After a few minutes, your dog will most likely realize that he’s not going anywhere and he’ll calm down. If and when he does, praise him because he’s almost ready to walk. When you do start walking, don’t walk in the intended direction just yet. Walk your dog around the house to keep him calm, and to see whether your dog will be pulling you around when you do go for the walk. Once you feel he won’t be doing that, you’re ready to set out.
Safety Rules for Dog Walking
No matter where you’re walking your dog, follow basic safety rules. This protects you, your dog and any other person or animal you encounter while outside.
- Make sure his collar is the right size. If it’s too big, he may slip out of it. If it’s too tight, he’ll choke.
- Keep your dog on a leash while outside.
- Keep a firm grip on the leash by placing your hand through the loop and holding tightly to the lead.
- If it’s hot out, don’t take your dog on a very long walk.
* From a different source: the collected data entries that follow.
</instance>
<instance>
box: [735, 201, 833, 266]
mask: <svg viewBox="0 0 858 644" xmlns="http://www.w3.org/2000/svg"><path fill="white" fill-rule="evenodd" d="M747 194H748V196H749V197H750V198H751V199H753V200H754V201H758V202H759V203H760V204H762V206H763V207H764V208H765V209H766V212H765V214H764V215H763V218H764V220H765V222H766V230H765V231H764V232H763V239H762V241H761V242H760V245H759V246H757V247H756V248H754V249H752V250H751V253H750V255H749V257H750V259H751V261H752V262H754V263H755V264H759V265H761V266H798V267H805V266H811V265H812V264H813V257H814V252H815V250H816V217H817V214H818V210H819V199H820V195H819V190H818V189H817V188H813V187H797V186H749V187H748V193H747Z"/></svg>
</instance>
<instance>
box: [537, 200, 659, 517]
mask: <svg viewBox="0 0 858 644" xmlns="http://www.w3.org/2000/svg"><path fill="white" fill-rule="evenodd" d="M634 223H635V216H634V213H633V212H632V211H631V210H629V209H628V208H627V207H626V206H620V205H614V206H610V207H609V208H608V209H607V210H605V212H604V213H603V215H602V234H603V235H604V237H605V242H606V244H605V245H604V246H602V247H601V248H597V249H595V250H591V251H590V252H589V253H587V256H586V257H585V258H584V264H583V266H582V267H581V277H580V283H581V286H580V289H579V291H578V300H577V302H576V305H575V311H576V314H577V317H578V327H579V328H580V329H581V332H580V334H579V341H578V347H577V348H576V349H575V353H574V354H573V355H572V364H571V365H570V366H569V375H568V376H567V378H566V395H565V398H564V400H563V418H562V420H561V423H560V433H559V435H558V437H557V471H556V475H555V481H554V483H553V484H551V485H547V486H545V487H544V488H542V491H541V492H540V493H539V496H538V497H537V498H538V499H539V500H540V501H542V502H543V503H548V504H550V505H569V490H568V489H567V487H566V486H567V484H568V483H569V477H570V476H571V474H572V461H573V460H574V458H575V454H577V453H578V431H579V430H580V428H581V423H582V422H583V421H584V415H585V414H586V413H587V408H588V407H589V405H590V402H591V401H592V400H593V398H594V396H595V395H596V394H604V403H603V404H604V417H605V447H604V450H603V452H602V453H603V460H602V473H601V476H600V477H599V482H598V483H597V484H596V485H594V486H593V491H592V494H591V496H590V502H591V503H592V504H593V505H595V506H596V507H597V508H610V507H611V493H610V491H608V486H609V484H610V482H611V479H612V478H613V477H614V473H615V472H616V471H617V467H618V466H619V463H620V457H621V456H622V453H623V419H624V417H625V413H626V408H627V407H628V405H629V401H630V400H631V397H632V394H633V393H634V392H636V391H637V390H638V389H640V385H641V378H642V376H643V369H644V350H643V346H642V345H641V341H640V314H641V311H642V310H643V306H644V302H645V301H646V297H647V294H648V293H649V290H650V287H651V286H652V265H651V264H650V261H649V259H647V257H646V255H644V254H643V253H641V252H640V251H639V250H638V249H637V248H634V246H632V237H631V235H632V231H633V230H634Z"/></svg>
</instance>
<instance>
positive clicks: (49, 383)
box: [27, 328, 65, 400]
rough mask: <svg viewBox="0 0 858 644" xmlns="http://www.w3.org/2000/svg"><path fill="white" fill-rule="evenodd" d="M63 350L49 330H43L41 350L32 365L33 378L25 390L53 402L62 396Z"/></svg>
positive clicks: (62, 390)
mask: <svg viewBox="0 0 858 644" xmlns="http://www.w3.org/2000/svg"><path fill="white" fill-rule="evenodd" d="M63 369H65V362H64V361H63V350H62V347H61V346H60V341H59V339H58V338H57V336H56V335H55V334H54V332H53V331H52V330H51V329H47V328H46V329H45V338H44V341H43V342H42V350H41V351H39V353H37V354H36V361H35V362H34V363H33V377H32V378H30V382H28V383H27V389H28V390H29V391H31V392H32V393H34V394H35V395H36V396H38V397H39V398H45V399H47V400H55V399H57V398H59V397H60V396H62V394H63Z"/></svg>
- Remain in control of your dog at all times. Don’t let him lead you; pick the pace, the direction, and when to stop.
- If you normally walk Spot at night or at dusk, consider putting a reflective collar on your dog or wearing reflective strips. If your training occurs during periods of low visibility, some type of reflective vest makes a lot of sense (for you, and, if he’ll tolerate it, your dog too).
- Stay away from areas that may have been sprayed with pesticides or insecticides.
- If the streets and sidewalks in your neighborhood are salted during the winter, wash your dog’s feet after you bring him inside. Road salt irritates the animal’s paw pads and contains toxins the dog might ingest.
Walking your dog can be an enjoyable experience for both of you if you follow these guidelines. In addition, respect local bylaws concerning dogs: many cities prohibit walking dogs in parks, or insist that the dog be on a leash. If your dog needs space to run without a leash, “dog parks” are appearing across the country. Your dog should be well trained before using a dog park, however, as he or she will be interacting with other dogs.
One aspect of training applies to you rather than your dog. No one has yet figured out how to get a dog to clean up her own mess, so invest in a good “poop scoop,” and carry a plastic bag when you’re out walking.